Fault Detection and Fault Location in a Grid-Connected Microgrid Using Optimized Deep Learning Neural Network

The significant prevalence of distributed energy resources in microgrids due to their unique characteristics and activities creates protection issues. This paper introduces fault detection and its location in an MG. The aim of the investigation is to enhance the system's efficiency and dependability, and fault detection and prediction are employed. Data are gathered from the operational Microgrid (MG) infrastructure dataset, and the data are fed to the Newton Time-Extracting Wavelet Transform (NTEWT). It cleanses the data and enhances the input data's quality. After the preprocessed data are fed to the feature extraction by using Distorted Gaussian Matched Filtering (DGMF), it extracts the five statistical features from the voltage signal. The optimal features are fed to the Deep Attention Dilated Residual Convolutional Neural Network (DADRCNN), which predicts the faults in the microgrid. The Dung Beetle Optimization (DBO) is utilized to optimize the weight parameter of DADRCNN. The MATLAB platform is utilized to implement the proposed method.

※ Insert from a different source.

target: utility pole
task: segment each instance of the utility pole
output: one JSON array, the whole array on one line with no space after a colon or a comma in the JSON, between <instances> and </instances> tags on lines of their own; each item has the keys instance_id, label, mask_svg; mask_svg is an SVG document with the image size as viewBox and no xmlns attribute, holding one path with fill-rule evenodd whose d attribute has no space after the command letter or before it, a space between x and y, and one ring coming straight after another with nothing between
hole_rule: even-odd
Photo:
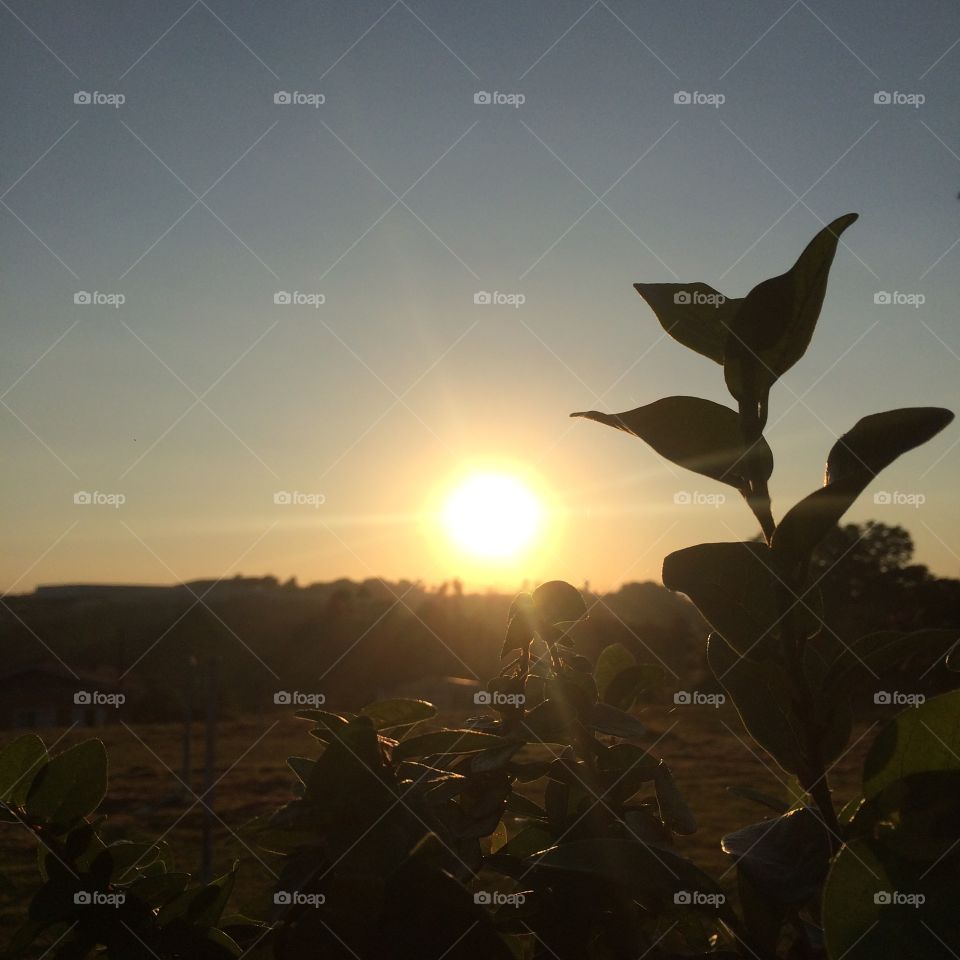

The proposed method is contrasted with various existing approaches like Graph Convolutional Network and Graph Fourier Transform (GCN-GFT), Feed-Forward Neural Network and Back-Propagation Algorithm (FFNN-BPA), and Discrete Wavelet Transform and Radial Basis Function Neural Network (DWT-RBFN). The existing method shows a fault detection rate of 91.12, 88.80, and 84.239, and the proposed technique illustrates a fault detection rate of 99.9640, which is higher than other existing approaches. The existing method shows a false alarm rate of 0.758, 1.028, and 1.564, and the proposed technique shows a false alarm rate of 0.2519, which is lower than other existing methods. The proposed approach exhibits a reduced false alarm rate and a greater fault detection rate, it is concluded.